Dom Casmurro
CAPÍTULO XXIX / O IMPERADOR
Em caminho, encontramos o Imperador, que vinha da Escola de Medicina. O ônibus em que íamos parou, como todos os veículos; os passageiros desceram à rua e tiraram o chapéu, até que o coche imperial passasse. Quando tornei ao meu lugar, trazia uma idéia fantástica, a idéia de ir ter com o Imperador, contar-lhe tudo e pedir-lhe a intervenção. Não confiaria esta idéia a Capitu. "Sua Majestade pedindo, mamãe cede", pensei comigo.

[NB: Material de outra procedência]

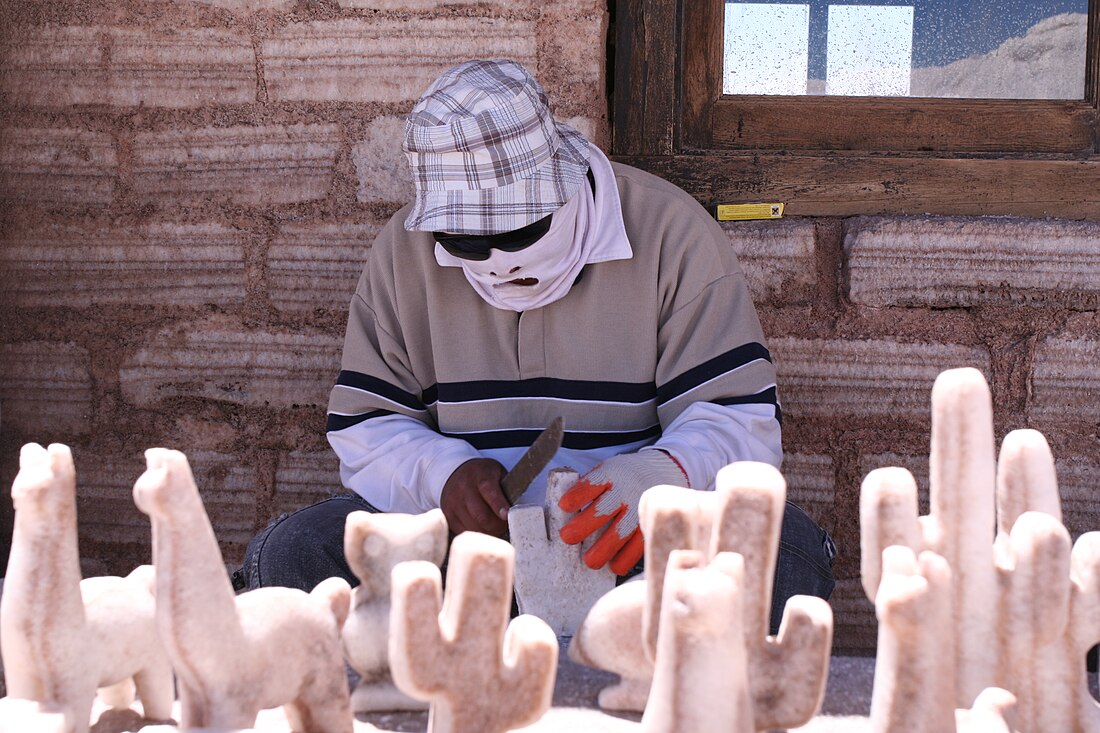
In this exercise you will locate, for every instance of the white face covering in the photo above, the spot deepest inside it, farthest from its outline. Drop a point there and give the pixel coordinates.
(539, 274)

Vi então o Imperador escutando-me, refletindo e acabando por dizer que sim, que iria falar a minha mãe; eu beijava-lhe a mão, com lágrimas. E logo me achei em casa, à esperar até que ouvi os batedores e o piquete de cavalaria; é o Imperador! é o Imperador! toda a gente chegava as janelas para vê-lo passar, mas não passava, o coche parava à nossa porta, o Imperador apeava-se e entrava. Grande alvoroço na vizinhança: "O Imperador entrou em casa de D. Glória! Que será? Que não será?" A nossa família saía a recebê-lo; minha mãe era a primeira que lhe beijava a mão. Então o Imperador, todo risonho, sem entrar na sala ou entrando, --não me lembra bem, os sonhos são muita vez confusos,--pedia a minha mãe que me não fizesse padre, -- e ela, lisonjeada e obediente, prometia que não.
-- A medicina, por que lhe não manda ensinar medicina?
--Uma vez que é do agrado de Vossa Majestade..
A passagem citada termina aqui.